For 3 years, it ran in the Greeley Tribune. Since then, it has run in various subsidiaries of the Douglas County News Press. I still have most of my columns in digital format.
For many years, I only gave myself one rule: try to work the word "library" into every piece. My intent was to think in public about just what librarianship means at the end of the 20th century and beginning of the 21st.
There have been many advantages for me. I found that putting library plans out in front of the public, and getting feedback about them, helped me make better decisions. Sometimes, I found that it was very difficult for me to describe those plans or policies -- the kind of thing that makes me realize that they might not be good ideas after all. The weekly discipline of explaining my profession to the public keeps me more mindful, more honest. It also has provided steady visibility for the library and its issues.
August 31, 2006 - Public Sector Vs. Private Sector Employment
Jamie LaRue is on vacation. This week's column is written by Art Glover, Human Resources Manager for Douglas County Libraries.
"How do you feel about public employment verses private employment?"
It is a question I have been asked many times since I began working for the Douglas County Libraries as the district's Human Resources Manager.
Often, the question is delivered with a knowing wink. I imagine they are thinking, "Surely you must be happier now!" And generally, I would say they are correct.
Once upon a time, I worked for a very large telecommunications and cable corporation. During those seventeen years, I did everything from handling calls from customers, to responding to executive complaints, to managing other employees, to human resources management work. I learned a great deal during my tenure with the company. I made long-lasting friendships. The company paid for my Masters degree. I was given many wonderful opportunities, and I'll always be grateful for that.
But was I happy at work? Oh, there were good times, sometimes even happy times. I'm usually a glass-half-full kind of guy, so I rode through the rough times without too much stress. Yet I was vaguely, and sometimes very, dissatisfied.
Why, you might ask? I have thought about it for quite some time now, and while there were multiple reasons I think I have narrowed it down to a few major issues. First, there was not a clear connection between my work and the overall mission of the organization. I never knew how my work fit into the grand scheme of things.
Something else became clear as I began to work for the library district. With my previous employer, I began to realize that I wanted to do something that would, directly or indirectly, give back to the community. I wanted to do something for the common good. I was growing tired of working to fill the pockets of the CEO, the shareholders, and our own wallets. This was the other major dissatisfaction for me.

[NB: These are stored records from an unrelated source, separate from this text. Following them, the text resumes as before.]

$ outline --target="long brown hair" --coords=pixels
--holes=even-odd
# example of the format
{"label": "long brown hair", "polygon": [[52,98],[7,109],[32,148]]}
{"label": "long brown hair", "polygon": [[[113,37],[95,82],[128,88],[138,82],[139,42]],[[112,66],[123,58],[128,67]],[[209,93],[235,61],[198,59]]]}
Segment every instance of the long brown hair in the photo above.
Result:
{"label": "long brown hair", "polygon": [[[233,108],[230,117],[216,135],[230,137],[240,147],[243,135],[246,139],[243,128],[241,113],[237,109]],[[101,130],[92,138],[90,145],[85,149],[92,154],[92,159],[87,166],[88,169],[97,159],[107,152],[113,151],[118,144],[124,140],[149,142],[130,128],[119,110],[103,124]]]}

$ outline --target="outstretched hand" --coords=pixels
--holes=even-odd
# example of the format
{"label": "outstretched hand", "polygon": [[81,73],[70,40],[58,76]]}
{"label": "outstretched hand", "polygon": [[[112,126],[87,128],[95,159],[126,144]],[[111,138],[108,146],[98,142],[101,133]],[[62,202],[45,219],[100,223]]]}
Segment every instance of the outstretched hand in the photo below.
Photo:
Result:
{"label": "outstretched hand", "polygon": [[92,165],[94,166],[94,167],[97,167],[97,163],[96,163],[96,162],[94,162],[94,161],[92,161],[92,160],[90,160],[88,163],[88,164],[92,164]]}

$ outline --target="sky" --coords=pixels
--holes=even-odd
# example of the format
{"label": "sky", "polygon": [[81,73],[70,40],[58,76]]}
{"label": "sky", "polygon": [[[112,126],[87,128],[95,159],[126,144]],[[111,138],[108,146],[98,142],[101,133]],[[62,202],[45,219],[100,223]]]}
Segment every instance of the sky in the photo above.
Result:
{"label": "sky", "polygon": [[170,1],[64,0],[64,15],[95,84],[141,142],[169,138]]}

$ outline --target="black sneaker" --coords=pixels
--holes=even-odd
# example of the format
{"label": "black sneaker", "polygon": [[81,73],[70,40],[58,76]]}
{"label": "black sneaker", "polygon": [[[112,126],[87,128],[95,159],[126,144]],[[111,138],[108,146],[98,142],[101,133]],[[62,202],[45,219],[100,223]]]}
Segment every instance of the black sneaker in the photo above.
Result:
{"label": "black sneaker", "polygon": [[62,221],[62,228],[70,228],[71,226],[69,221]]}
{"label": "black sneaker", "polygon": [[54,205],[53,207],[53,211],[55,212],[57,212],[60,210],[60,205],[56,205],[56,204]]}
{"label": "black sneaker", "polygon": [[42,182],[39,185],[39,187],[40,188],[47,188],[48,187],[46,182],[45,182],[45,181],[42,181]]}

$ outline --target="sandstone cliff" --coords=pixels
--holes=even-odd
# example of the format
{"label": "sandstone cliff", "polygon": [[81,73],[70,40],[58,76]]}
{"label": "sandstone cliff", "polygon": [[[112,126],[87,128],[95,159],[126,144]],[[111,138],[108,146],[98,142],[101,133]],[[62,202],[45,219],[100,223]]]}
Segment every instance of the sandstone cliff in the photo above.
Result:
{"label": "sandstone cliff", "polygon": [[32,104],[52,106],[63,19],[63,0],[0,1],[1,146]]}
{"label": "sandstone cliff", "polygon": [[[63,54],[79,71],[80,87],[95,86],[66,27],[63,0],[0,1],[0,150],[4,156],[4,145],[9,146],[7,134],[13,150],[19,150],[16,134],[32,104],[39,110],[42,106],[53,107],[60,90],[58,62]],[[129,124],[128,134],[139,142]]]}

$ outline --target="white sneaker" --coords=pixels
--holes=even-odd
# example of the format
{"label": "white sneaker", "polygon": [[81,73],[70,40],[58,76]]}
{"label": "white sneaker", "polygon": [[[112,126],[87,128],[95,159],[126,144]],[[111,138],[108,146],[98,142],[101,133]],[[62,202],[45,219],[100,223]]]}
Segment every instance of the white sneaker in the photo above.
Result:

Many people prefer working in the private sector. I understand that completely. It does have its advantages.
But for me, the public sector is where it's at.
I'm a big believer in acknowledging the fact that we all have choices. They may not always be easy choices; often they are very difficult choices. But I believe that the old saying is true: The only thing we must do in life is die. Everything else is a choice.
Some choices are made easier by circumstances. While working for the aforementioned telecommunications corporation, there were many threats of layoffs through the years. After enduring and surviving many rounds of down sizing that affected my peers across the company, and after handling many of the layoffs myself as a Human Resources Manager (a gut-wrenching experience, to be sure), my number eventually came up. It turned out to be a blessing in disguise.
I had a chance to seek other opportunities with the company after the layoff became effective, but I decided against it. I decided that I wanted less stress in my life, for starters. I wanted to grow personally and professionally. I wanted to work for an organization that was much smaller than the over 50,000 employee workforce that I came from. I wanted to feel valued and listened to. Of course, fair pay and benefits were in the picture as well, but I was willing to face the inevitable decrease in compensation that the public sector provides in comparison with the private sector.
I may be an optimist, but Iím also a realist. Everything is not rosy in the public employment world. Funding, for example, is a constant concern, no matter how financially stable your public employer might be. There are also the usual workplace woes, from employee relations challenges to office politics to communications and trust issues.
But in spite of it all, those of us in the public sector know why we are here. Everything we do is in support of the community. It is a selfless and honorable endeavor.
And that's why, at least for us, working in the public employment world is a winner. Hands down.